I felt somewhat nervous setting out for Malaga Crematorium for this morning's funeral. I'd seen the signpost for it at the motorway junction, and written down the Google Maps instruction for getting there, but it still wasn't clear to me how easy they'd be to follow. My anxieties faded however as I approached the junction, as I recognised the building, still several kilometres away, nestling against a hillside, from the distinctive photo of it on relevant website. In fact, the route from the junction was very well signed.
When I got there, the place was a hive of activity. Just finding a convenient place to leave the car in the huge surrounding parking area is an indication of how busy. There are two large main chapels, and outside each I saw crowds of people milling around, chatting after ceremonies or waiting to go in. To the right of the main building is a large courtyard with a veranda running around it giving entrance to a couple of dozen rooms of smaller size where intimate services could be held or family vigils around the body take place. "In my Father's house are many mansions." I thought to myself.
I couldn't find a schedule of services to be held posted in any location. I bumped into the bereaved family who'd just arrived, like me they were wondering where it was all going to happen. An attendant was approached, who said there was also a place for ecumenical services (by which he meant non-Catholic) around the side of the building. I found it, but it was locked. The family had not been accompanied by the funeral director. They were just told the service would be in sala 3, but the only sala 3 was also locked. They were at a loss to know what to do next, and getting distressed. So, I went around to the tradesman's entrance to enquire, was greeted with cordial recognition and shown the way through the building to sala 3, which was then unlocked for us. It was the aforementioned ecumenical room.
After that the service went as smoothly as it needed to, and everyone came away content that the best has been mad of the occasion. As I was escorting the family to their cars, before hunting for mine, I spotted a small brick booth with a tiled roof out in the car park, labelled informacio. It had video displaying the day's schedule of services. None of us had spotted it on our ways in. We were all looking for a piece of paper on a notice board, of the sort you'd find in Britain - being British, naturally.

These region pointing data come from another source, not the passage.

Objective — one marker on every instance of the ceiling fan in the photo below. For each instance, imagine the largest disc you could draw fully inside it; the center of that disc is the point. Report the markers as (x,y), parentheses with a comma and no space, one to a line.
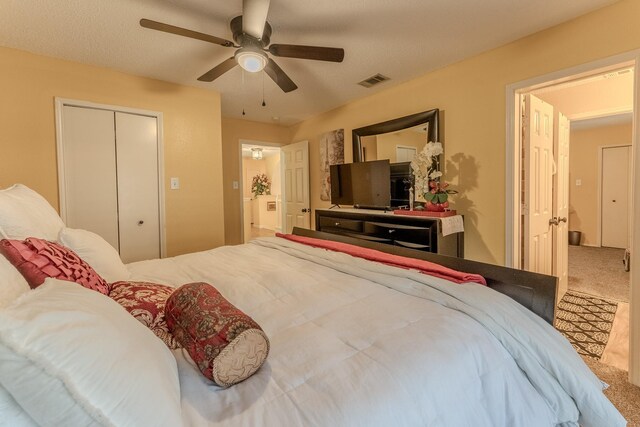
(252,33)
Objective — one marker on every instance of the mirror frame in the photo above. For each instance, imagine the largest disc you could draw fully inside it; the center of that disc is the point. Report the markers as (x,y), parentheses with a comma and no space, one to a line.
(430,117)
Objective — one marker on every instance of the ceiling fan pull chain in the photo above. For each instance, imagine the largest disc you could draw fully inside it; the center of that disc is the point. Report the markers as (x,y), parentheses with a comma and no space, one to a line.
(264,104)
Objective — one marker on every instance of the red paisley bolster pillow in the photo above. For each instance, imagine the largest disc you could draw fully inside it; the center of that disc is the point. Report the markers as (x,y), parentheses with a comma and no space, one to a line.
(39,260)
(145,301)
(227,345)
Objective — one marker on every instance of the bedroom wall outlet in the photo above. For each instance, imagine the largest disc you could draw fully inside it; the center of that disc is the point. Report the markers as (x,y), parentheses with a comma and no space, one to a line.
(175,183)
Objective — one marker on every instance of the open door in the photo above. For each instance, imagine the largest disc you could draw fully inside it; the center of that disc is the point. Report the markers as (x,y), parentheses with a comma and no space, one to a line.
(296,212)
(537,133)
(561,204)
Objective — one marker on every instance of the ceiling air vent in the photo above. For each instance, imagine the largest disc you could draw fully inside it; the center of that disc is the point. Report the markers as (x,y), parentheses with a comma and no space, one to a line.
(373,80)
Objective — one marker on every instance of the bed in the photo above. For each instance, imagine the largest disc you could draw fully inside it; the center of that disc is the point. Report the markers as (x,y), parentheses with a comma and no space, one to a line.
(356,342)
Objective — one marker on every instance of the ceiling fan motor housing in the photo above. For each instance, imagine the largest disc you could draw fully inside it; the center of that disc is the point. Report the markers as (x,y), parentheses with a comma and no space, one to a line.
(245,40)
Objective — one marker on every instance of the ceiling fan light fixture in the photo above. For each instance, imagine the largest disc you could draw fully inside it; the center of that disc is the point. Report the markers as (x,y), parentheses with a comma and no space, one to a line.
(251,60)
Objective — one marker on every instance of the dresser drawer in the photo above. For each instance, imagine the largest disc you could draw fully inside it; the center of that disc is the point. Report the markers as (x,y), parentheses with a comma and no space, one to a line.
(404,233)
(330,224)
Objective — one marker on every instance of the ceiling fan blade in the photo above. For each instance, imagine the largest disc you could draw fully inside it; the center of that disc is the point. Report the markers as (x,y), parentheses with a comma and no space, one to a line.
(154,25)
(332,54)
(218,70)
(279,76)
(254,15)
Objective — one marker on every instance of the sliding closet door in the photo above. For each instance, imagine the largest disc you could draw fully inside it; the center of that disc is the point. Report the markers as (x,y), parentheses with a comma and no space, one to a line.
(89,171)
(137,178)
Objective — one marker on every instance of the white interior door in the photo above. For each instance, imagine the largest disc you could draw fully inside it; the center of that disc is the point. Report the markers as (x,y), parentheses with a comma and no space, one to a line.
(87,170)
(138,186)
(538,197)
(296,210)
(616,167)
(561,204)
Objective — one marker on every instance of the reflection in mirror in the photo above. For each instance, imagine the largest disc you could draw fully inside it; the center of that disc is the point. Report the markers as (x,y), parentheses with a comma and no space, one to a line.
(397,146)
(397,140)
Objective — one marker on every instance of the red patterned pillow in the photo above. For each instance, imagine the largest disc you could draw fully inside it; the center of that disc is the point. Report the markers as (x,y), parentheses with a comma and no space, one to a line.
(39,259)
(226,344)
(145,301)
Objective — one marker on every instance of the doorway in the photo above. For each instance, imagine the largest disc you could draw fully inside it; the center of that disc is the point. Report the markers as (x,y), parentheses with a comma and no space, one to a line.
(261,190)
(600,110)
(615,170)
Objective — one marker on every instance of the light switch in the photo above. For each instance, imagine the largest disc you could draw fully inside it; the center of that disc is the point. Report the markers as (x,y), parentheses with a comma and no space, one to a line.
(175,183)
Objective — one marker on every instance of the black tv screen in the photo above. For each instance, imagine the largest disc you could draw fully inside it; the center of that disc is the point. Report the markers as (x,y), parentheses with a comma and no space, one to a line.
(364,185)
(401,181)
(371,184)
(341,187)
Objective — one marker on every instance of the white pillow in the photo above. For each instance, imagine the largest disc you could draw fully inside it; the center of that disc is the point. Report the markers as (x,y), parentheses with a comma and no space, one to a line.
(97,252)
(72,356)
(12,414)
(24,213)
(12,283)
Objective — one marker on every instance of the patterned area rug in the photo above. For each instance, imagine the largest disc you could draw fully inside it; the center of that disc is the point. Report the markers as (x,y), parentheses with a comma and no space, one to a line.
(586,322)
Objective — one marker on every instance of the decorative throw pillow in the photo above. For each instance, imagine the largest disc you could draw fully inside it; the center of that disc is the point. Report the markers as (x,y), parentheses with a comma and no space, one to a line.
(39,259)
(12,283)
(145,301)
(226,344)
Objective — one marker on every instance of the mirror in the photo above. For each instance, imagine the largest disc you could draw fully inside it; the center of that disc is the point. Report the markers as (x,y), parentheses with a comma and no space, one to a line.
(397,140)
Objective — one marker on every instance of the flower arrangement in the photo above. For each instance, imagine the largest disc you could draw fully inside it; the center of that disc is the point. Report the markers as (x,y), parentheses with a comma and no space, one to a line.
(260,185)
(426,169)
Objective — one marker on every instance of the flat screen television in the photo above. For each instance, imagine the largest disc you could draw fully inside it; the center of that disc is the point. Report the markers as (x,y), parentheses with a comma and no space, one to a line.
(364,185)
(401,181)
(371,184)
(341,187)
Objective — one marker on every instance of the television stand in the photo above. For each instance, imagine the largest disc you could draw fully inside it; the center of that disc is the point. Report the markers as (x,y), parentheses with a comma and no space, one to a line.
(415,232)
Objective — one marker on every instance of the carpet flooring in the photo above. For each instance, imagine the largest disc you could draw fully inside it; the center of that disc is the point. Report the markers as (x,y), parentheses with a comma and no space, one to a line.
(623,395)
(598,271)
(586,322)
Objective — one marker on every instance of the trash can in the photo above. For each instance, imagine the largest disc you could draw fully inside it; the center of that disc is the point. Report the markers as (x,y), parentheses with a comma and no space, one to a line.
(575,237)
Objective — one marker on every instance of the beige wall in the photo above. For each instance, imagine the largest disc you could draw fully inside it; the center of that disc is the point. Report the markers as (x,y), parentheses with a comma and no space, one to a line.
(471,94)
(583,165)
(233,130)
(192,137)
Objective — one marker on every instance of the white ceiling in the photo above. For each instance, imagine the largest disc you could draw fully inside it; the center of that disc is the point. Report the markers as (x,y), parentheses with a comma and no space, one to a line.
(400,39)
(602,99)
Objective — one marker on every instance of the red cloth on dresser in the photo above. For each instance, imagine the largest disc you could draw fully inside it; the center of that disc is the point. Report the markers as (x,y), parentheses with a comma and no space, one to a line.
(426,267)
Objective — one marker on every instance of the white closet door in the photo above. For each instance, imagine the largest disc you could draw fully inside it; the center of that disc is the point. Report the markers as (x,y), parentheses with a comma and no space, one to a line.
(89,155)
(138,204)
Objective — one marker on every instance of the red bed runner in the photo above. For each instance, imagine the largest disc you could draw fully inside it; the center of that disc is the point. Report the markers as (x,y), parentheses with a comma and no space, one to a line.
(422,266)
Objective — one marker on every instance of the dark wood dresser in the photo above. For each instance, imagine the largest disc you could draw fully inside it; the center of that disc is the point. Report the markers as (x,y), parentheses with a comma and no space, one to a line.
(423,233)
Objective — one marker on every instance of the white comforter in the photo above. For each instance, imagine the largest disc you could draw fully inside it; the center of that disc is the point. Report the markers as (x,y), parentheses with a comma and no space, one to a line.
(356,343)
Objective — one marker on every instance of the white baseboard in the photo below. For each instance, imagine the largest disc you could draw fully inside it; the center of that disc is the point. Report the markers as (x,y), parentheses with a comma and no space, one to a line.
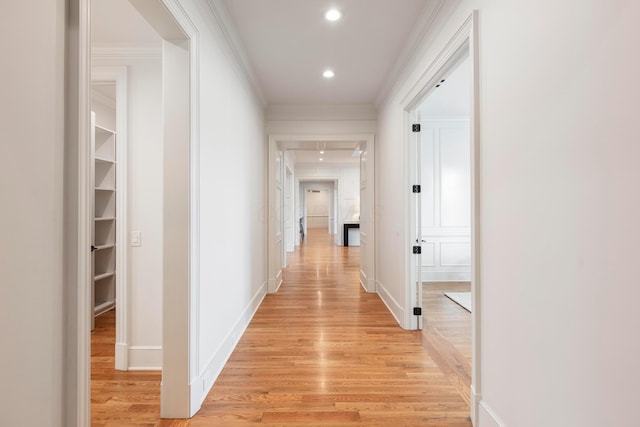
(475,406)
(397,311)
(446,276)
(274,284)
(122,356)
(145,358)
(488,418)
(202,384)
(369,285)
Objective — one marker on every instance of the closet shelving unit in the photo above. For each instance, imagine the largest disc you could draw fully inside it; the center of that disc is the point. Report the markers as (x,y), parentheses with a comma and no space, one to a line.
(104,225)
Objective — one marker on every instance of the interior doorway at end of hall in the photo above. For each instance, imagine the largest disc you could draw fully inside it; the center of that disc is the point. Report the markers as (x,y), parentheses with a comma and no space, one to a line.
(318,209)
(443,218)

I drove up to Cartama to the house where the post-funeral reception was being held. In the warmth of the midday sun it was possible for everyone to sit outside to socialise. We were treated to chilli con carne for lunch. After chatting with people for a couple of hours I drove on to Alhaurin to join in an afternoon of 'messy church' activities around the Christingle theme. There were three dozen present, half were parents and grannies, the other half children of kindergarten and junior age. It was brilliantly organised, and a pleasure to take part in. Just as we were about to start, Julia rang up from Divonne-les-Bains in France for a chat, such a surprise. It was good to catch up with her, and in such an unusual place.
The event finished in good time to drive back in daylight, and get to church to Skype Clare before sundown and supper.